Although I found much of Kennedy’s criticism of the pharmaceutical industry reasonably persuasive, under normal circumstances his book would not have drawn me into public health issues, given my lack of familiarity with the topic. But what completely shocked me was that nearly half his text—some 200 pages—was devoted to presenting and promoting the astonishing claim that everything we have been told about HIV/AIDS for more than 35 years probably constituted a hoax. This issue became the heart of my review, especially because it had previously received almost no attention from his readers.

Yet according to the information provided in Kennedy’s #1 Amazon bestseller, this well-known and solidly-established picture, which I had never seriously questioned, is almost entirely false and fraudulent, essentially amounting to a medical media hoax. Instead of being responsible for AIDS, the HIV virus is probably harmless and had nothing to do with the disease. But when individuals were found to be infected with HIV, they were subjected to the early, extremely lucrative AIDS drugs, which were actually lethal and often killed them. The earliest AIDS cases had mostly been caused by very heavy use of particular illegal drugs, and the HIV virus had been misdiagnosed as being responsible. But since Fauci and the profit-hungry drug companies soon built enormous empires upon that misdiagnosis, for more than 35 years they have fought very hard to maintain and protect it, exerting all their influence to suppress the truth in the media while destroying the careers of any honest researchers who challenged that fraud. Meanwhile, AIDS in Africa was something entirely different, probably caused mostly by malnutrition or other local conditions.

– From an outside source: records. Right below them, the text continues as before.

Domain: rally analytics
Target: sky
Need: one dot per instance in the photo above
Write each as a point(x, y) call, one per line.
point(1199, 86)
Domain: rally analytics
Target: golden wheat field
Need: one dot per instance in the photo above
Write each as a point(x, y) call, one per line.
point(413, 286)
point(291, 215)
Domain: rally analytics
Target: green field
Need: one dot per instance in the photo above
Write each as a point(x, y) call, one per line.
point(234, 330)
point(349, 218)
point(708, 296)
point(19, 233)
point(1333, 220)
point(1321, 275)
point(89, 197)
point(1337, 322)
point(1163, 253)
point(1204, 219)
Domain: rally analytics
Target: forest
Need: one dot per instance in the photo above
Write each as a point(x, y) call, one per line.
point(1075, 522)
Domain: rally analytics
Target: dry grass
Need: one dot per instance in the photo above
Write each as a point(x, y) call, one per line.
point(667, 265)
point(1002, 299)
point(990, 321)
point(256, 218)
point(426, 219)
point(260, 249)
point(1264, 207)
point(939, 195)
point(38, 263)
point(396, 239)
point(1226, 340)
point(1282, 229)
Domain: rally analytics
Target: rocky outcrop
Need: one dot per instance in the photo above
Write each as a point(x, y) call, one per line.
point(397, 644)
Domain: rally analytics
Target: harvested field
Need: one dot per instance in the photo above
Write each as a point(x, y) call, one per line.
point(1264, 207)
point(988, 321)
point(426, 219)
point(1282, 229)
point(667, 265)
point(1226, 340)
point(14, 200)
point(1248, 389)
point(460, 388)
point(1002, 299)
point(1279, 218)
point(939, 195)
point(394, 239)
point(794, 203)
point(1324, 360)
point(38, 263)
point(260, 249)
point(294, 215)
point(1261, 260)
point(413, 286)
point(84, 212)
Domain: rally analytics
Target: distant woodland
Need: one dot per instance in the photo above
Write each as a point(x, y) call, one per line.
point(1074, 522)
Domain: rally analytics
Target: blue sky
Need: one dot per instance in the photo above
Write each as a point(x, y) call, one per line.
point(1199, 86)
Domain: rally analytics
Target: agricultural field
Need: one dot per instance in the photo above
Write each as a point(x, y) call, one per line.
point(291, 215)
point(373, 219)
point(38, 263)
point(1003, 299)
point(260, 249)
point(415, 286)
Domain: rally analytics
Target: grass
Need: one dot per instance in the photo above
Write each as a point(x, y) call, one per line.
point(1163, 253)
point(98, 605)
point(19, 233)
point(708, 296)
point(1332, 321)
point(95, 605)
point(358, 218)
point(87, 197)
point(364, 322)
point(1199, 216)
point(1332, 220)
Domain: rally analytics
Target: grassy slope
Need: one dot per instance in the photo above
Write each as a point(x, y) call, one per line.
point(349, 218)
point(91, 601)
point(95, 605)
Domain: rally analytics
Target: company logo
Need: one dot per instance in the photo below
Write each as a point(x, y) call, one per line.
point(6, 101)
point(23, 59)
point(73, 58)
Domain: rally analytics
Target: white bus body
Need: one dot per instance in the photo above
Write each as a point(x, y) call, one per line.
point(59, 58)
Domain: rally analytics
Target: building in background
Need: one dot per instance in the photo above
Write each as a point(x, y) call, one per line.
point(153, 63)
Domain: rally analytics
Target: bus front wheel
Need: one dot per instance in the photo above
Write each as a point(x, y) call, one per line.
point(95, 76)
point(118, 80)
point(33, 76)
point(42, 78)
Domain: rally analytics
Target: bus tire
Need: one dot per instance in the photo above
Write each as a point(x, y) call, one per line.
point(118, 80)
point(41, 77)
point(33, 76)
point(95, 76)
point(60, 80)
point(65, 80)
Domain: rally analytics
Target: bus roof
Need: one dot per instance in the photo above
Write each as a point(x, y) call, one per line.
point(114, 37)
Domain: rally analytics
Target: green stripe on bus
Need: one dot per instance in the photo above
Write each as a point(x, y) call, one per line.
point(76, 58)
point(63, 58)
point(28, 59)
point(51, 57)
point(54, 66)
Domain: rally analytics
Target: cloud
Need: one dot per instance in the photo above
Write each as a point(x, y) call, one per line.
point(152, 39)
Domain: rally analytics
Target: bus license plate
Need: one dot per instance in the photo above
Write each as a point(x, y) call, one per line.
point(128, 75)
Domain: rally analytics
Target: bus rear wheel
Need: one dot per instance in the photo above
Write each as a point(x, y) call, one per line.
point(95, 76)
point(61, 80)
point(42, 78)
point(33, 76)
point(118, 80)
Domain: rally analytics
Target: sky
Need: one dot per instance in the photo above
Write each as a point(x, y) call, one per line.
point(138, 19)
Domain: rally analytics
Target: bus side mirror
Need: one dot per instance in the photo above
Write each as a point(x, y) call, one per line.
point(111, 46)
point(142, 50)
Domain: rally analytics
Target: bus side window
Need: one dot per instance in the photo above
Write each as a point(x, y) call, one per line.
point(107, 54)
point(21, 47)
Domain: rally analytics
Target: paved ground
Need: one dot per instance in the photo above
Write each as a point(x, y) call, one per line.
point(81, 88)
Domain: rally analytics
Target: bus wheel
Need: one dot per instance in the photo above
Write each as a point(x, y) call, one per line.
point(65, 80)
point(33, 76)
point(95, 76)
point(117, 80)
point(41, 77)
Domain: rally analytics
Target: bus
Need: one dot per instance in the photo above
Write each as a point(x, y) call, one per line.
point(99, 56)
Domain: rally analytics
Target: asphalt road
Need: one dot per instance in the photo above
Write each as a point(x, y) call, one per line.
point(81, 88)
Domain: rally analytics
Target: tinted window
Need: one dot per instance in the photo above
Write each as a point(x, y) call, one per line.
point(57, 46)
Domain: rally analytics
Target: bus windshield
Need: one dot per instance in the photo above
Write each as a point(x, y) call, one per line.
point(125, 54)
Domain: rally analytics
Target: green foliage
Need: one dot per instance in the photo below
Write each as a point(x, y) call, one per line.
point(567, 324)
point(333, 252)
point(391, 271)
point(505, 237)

I found Kennedy’s account as shocking as anything I have ever encountered.

I was deeply impressed by the scientific credibility of some of the individuals supporting Kennedy’s seemingly outlandish claims.

However, the first endorsement on the back cover is from Prof. Luc Montagnier, the medical researcher who won a Nobel Prize for discovering the HIV virus in 1984, and he writes: “Tragically for humanity, there are many, many untruths emanating from Fauci and his minions. RFK Jr. exposes the decades of lies.” Moreover, we are told that as far back as the San Francisco International AIDS Conference of June 1990, Montagnier had publicly declared “the HIV virus is harmless and passive, a benign virus.”

Perhaps this Nobel Laureate endorsed the book for other reasons and perhaps the meaning of his striking 1990 statement has been misconstrued. But surely the opinion of the researcher who won a Nobel Prize for discovering the HIV virus should not be totally ignored in assessing its possible role.

Kennedy noted that three additional science Nobel Laureates have expressed similar public skepticism for the conventional HIV/AIDS narrative, one of them being Kary Mullis, the renowned creator of the revolutionary PCR test.

The medical and media establishments were intensely hostile to Kennedy and his huge bestseller, and I became extremely suspicious when I noticed that their very harsh attacks scrupulously ignored the “HIV/AIDS Denialism” that constituted the largest and most explosive portion of his book, suggesting that they feared to challenge his claims.

Prior to the recent Covid outbreak, AIDS had probably spent four decades as the world’s highest-profile disease, and I was staggered by the notion that I might have been completely misled for all those years by our dishonest public health establishment and its subservient media. So I began exploring that half-forgotten controversy of the 1990s, which I had largely ignored at the time.